And If I Live A Thousand Lives I Hope to Remember One

Bonnie Jones

April 6, 2018 [2018 Season]

And if I live a thousand lives I hope to remember one was produced by Bonnie Jones in 2015 and originally commissioned for EVENING WILL COME: A MONTHLY JOURNAL OF POETICS (THE ART OF LOSING—ISSUE 58, curated by John Melillo and Johanna Skibsrud. 


Bonnie says: 

This piece uses 6-minute looping cassette tapes that I've been incorporating into my live concert performance set up. I usually create feedback and different playback by pressing on all the keys of the cassette player. Because I'm pressing all of the different keys, including record and stop and forward, the cassette actually starts to pick up some of the concert that's happening, so oftentimes on a cassette I'll start to hear the other musicians or little fragments of other players that are in the set with me. Over the course of several years of using the same cassette player and the same cassette tape, the record of the recording turns out to be this kind of palimpsested recording; multiple layers of different performances over several years. The final result that you hear is actually multiple concerts where I've recorded and re-recorded over this one 6-minute loop of cassette tape.


Constellations says:

More than others we've played, Bonnie's piece is grounded in the process of its creation and its physicality. Working her worn out tape reel till it glitches and moans, Bonnie's work speaks to memory, ghosts, and chance. 

This piece does a magic thing of infusing a recording with the nowness of live music; it is as much a happening as the musical performances that were its building blocks, with the failure of the recording technology as performer and conductor.

In a percussive wave of otherworldly sighs and stutters, the richly textured sound leaves us guessing, with memorable sonic moments passing before can fully process them, so that when they stay longer than expected we are moved and curious - but the tape rolls on.
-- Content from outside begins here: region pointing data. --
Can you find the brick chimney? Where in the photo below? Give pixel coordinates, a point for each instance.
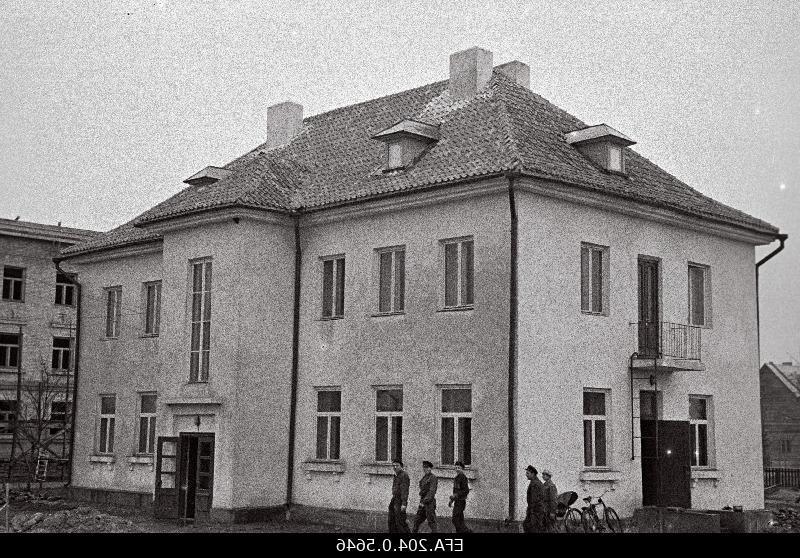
(284, 122)
(470, 71)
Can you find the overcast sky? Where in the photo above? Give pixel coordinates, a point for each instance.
(105, 107)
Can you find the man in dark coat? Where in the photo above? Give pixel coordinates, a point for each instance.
(397, 507)
(427, 498)
(534, 518)
(459, 498)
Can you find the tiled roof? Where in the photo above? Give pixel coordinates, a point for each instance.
(506, 127)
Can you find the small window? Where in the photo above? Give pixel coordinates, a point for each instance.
(329, 418)
(456, 425)
(595, 439)
(65, 290)
(61, 354)
(147, 423)
(700, 430)
(152, 307)
(8, 414)
(333, 287)
(391, 280)
(699, 295)
(594, 279)
(113, 311)
(459, 261)
(13, 283)
(200, 349)
(9, 350)
(108, 408)
(389, 424)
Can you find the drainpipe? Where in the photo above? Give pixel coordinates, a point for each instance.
(512, 351)
(298, 260)
(782, 239)
(76, 360)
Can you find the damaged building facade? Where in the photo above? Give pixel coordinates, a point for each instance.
(461, 271)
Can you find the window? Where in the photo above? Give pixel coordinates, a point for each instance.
(595, 440)
(113, 311)
(329, 418)
(108, 407)
(65, 290)
(699, 295)
(147, 423)
(61, 354)
(152, 307)
(389, 424)
(594, 279)
(58, 417)
(699, 430)
(8, 413)
(201, 322)
(456, 425)
(13, 283)
(333, 287)
(391, 280)
(9, 350)
(459, 259)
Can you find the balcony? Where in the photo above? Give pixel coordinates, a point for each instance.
(667, 347)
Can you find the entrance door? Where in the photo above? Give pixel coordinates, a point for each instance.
(648, 308)
(666, 463)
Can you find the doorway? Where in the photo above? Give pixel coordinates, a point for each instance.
(185, 476)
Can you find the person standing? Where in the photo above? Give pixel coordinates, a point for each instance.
(550, 498)
(459, 499)
(427, 498)
(397, 506)
(534, 517)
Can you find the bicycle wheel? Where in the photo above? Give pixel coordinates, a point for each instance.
(572, 521)
(612, 520)
(590, 522)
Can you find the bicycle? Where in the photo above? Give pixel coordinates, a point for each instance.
(590, 520)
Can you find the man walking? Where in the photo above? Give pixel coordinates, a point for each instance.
(397, 507)
(459, 499)
(550, 499)
(427, 498)
(534, 517)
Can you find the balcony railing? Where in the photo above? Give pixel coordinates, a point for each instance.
(666, 339)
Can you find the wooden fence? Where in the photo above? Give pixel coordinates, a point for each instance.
(781, 477)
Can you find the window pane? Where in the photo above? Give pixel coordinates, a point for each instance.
(329, 401)
(381, 439)
(448, 441)
(399, 280)
(466, 272)
(594, 403)
(456, 400)
(389, 400)
(385, 294)
(451, 275)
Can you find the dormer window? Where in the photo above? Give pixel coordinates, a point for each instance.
(406, 141)
(603, 145)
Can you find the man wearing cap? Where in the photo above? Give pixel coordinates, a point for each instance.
(459, 498)
(397, 507)
(550, 498)
(535, 515)
(427, 498)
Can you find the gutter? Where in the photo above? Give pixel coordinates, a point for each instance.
(782, 239)
(512, 349)
(76, 360)
(298, 260)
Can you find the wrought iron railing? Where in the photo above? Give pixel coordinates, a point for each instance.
(667, 339)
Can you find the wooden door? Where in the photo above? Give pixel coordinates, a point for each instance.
(166, 504)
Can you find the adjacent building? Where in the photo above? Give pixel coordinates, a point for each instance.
(780, 414)
(37, 332)
(460, 271)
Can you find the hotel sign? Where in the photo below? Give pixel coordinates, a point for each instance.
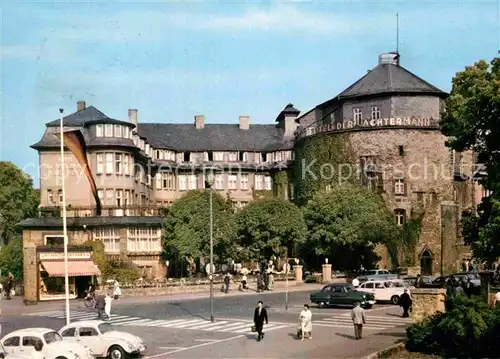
(60, 255)
(411, 122)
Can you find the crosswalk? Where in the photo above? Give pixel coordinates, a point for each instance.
(372, 322)
(222, 325)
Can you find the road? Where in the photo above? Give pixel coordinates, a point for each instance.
(182, 328)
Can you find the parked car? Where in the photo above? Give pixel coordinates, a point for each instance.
(341, 295)
(377, 274)
(383, 291)
(103, 339)
(22, 342)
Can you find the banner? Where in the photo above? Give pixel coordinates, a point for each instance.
(75, 142)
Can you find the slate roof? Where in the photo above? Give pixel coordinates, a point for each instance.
(389, 78)
(214, 137)
(56, 222)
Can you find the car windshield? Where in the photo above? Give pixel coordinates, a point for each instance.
(105, 328)
(52, 337)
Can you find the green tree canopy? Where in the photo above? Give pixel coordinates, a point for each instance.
(347, 217)
(11, 258)
(187, 226)
(472, 122)
(18, 199)
(268, 227)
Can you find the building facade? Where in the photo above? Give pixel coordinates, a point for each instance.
(389, 119)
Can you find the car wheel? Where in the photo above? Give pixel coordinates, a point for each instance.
(116, 352)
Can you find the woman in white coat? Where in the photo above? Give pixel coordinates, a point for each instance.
(306, 322)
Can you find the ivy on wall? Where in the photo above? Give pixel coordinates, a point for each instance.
(321, 160)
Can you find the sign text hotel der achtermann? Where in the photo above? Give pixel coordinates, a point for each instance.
(381, 122)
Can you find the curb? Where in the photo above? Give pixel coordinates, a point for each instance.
(384, 353)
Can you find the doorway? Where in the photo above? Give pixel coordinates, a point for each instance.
(426, 263)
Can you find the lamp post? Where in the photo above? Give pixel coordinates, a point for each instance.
(65, 227)
(210, 181)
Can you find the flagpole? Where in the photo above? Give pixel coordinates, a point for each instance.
(65, 227)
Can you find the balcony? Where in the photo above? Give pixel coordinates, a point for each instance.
(106, 211)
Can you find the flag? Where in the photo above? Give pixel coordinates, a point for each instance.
(75, 142)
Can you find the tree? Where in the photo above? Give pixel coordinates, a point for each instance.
(187, 227)
(268, 227)
(471, 121)
(345, 224)
(11, 258)
(18, 199)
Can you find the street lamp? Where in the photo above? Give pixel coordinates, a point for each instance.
(210, 179)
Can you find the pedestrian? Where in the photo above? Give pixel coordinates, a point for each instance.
(405, 302)
(107, 305)
(306, 322)
(358, 319)
(100, 304)
(259, 317)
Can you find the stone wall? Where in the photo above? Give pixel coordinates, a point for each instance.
(426, 302)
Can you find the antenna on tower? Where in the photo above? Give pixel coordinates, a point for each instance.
(397, 32)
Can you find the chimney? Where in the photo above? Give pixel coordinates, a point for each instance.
(199, 121)
(80, 105)
(244, 122)
(132, 116)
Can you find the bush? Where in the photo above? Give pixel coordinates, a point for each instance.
(469, 329)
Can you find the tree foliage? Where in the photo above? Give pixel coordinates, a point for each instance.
(18, 199)
(347, 216)
(268, 227)
(472, 122)
(11, 258)
(187, 226)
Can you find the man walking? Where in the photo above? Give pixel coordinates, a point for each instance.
(259, 316)
(358, 319)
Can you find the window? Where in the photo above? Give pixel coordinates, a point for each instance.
(232, 181)
(70, 332)
(357, 114)
(100, 163)
(375, 113)
(50, 197)
(118, 131)
(399, 187)
(110, 237)
(182, 182)
(144, 239)
(109, 163)
(54, 240)
(99, 132)
(400, 216)
(118, 163)
(192, 183)
(12, 342)
(109, 130)
(244, 182)
(219, 181)
(109, 197)
(219, 156)
(233, 156)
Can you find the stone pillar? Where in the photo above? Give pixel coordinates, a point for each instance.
(298, 273)
(31, 273)
(327, 273)
(426, 302)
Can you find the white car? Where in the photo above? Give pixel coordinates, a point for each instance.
(103, 339)
(22, 343)
(384, 291)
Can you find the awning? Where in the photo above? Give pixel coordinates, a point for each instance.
(75, 268)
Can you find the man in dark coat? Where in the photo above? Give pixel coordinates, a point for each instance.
(405, 302)
(259, 316)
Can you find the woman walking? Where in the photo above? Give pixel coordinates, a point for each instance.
(306, 322)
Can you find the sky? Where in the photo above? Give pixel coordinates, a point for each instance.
(221, 59)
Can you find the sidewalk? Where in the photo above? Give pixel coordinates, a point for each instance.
(15, 306)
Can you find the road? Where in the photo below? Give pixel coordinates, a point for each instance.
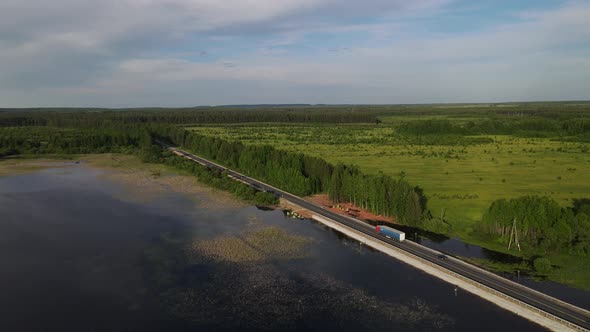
(565, 311)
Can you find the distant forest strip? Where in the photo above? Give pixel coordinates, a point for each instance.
(134, 131)
(97, 118)
(303, 175)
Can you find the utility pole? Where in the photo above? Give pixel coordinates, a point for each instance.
(514, 234)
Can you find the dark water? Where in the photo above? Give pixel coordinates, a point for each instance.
(77, 258)
(456, 247)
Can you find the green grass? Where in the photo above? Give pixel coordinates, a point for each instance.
(462, 180)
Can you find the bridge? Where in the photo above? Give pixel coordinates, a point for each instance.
(566, 314)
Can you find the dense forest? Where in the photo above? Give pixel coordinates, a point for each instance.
(98, 118)
(303, 175)
(541, 222)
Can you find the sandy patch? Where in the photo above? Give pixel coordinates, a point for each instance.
(347, 209)
(266, 244)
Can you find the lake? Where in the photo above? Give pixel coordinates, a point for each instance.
(81, 252)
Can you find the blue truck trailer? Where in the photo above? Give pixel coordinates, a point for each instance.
(391, 233)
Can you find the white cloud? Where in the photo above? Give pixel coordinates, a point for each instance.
(99, 49)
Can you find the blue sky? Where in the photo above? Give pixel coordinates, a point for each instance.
(130, 53)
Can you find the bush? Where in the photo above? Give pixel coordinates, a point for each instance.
(542, 265)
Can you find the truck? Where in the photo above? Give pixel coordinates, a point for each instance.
(391, 233)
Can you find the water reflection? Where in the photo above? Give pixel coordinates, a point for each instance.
(78, 256)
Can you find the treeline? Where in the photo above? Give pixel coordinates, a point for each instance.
(136, 140)
(96, 118)
(379, 194)
(528, 127)
(304, 175)
(540, 222)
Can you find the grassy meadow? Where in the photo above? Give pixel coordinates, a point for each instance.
(460, 180)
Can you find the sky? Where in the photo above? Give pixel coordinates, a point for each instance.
(173, 53)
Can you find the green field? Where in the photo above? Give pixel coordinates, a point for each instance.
(462, 180)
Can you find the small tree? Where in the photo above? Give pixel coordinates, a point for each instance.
(542, 265)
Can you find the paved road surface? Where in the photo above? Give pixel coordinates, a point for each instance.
(565, 311)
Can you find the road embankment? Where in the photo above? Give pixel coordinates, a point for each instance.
(463, 284)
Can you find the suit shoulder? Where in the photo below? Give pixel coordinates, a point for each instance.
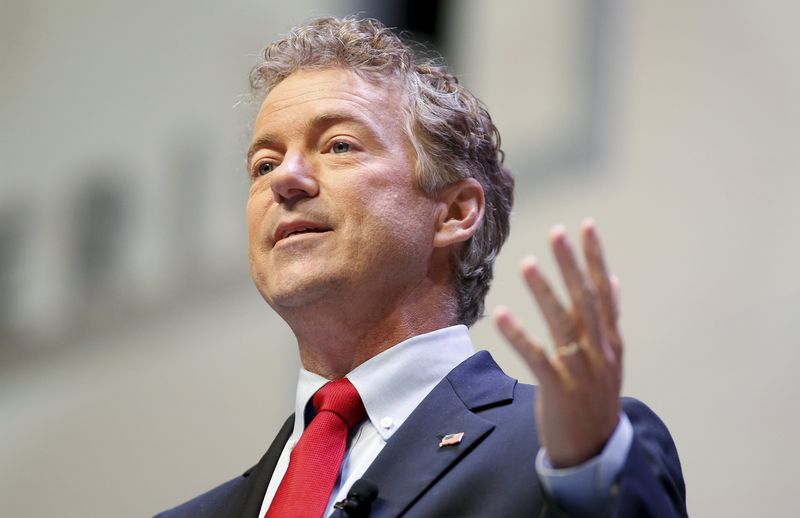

Bonnie Jones is a Korean-American improvising musician, poet, and performer working with electronic sound and text. She performs solo and in numerous collaborative music, film, and visual art projects. Bonnie was a founding member of the Transmodern Festival and CHELA Gallery and is currently a member of the High Zero Festival collective. In 2010, she co-founded TECHNE, an organization that introduces young female-identified women to technology-focused art making, improvisation, and community collaboration. TECHNE’s programs are delivered through partnerships with grassroots organizations that share an aligned commitment to racial and gender equity. She has received commissions from the London ICA and Walters Art Museum and has presented her work extensively at institutions in the US, Mexico, Europe and Asia. Bonnie was a 2018 recipient of the Foundation for Contemporary Arts Grants to Artists Award. Born in South Korea she was raised on a dairy farm in New Jersey, and currently resides in Baltimore, Maryland and Providence RI on the lands of the Susquehannock, Piscataway, Algonquian, and Narrangansett.